Cursor's original apply model was Llama-3-70B. We use a smaller model trained specifically on code merging with speculative decoding.

---

## Limitations

**What FastApply doesn't do**:
- Won't write your code from scratch (use Claude/GPT for that)
- No reasoning or planning (pure merge task)
- Requires `// ... existing code ...` markers in snippets

**Warp-Grep limitations**:
- Requires `ripgrep` installed locally (when using local provider)
- Best on structured languages (Python, TS, Go)
- Sub-agent calls add latency (~300ms overhead)

**Current max file size**: 1500 lines. Training on 2500-line context now.

---

## What You Get

Install Morph MCP:
- 10,500 tok/sec throughput
- 1-3 second apply latency
- ~35% faster end-to-end vs search & replace
- Warp-Grep semantic search
- Higher accuracy means fewer retries

One config file. Works across all Cursor projects.
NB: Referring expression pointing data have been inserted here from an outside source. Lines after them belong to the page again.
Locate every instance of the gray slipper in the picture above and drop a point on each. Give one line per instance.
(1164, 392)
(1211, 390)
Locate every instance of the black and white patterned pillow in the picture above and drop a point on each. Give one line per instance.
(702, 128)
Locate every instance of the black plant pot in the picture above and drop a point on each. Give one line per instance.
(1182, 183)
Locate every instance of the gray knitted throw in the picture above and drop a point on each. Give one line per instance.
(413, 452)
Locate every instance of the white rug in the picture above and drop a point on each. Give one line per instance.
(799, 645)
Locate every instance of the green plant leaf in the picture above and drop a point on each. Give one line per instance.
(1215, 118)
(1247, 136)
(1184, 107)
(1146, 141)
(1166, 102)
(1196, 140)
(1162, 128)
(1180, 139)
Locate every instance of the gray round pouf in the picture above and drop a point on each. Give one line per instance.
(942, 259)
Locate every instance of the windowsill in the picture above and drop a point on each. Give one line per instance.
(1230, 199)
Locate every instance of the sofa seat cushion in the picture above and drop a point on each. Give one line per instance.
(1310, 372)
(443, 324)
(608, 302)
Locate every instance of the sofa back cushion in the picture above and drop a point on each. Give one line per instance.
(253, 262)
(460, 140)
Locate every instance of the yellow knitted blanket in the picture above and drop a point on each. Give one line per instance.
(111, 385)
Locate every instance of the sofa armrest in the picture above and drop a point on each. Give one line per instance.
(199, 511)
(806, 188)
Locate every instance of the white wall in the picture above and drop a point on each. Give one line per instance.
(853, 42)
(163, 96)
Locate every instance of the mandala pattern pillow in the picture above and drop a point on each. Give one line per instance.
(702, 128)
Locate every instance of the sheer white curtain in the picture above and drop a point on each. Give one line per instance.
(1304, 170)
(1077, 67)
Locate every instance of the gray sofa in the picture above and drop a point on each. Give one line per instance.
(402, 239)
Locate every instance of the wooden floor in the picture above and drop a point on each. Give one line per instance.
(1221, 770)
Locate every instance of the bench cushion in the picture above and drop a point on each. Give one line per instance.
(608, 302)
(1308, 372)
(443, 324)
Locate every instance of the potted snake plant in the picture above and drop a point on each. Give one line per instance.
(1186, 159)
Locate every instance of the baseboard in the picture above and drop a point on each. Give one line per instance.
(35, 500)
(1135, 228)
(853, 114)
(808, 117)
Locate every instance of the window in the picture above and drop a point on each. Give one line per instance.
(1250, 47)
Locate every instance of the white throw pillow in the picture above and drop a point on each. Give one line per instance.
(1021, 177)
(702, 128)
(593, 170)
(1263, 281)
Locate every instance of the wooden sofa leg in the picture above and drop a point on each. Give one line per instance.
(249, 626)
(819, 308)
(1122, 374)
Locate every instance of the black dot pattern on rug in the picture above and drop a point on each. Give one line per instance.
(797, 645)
[Get API key](https://morphllm.com/dashboard/api-keys) • [Full MCP docs](https://docs.morphllm.com/guides/mcp) • [Warp-Grep docs](https://docs.morphllm.com/sdk/components/warp-grep)

**Pricing**: $0.80/1M input, $1.20/1M output for FastApply. $0.30/1M tokens for Warp-Grep.

Free tier: 100k tokens/month to try it out.

---

## Why This Matters

The best coding tools separate reasoning from execution.

Cursor's main models (Claude, GPT-4) should think about what to change.

FastApply should merge those changes. Fast.

Warp-Grep should find context. Semantically.

This separation of concerns is how modern coding agents achieve better accuracy and speed.

Now it's available to everyone using Cursor.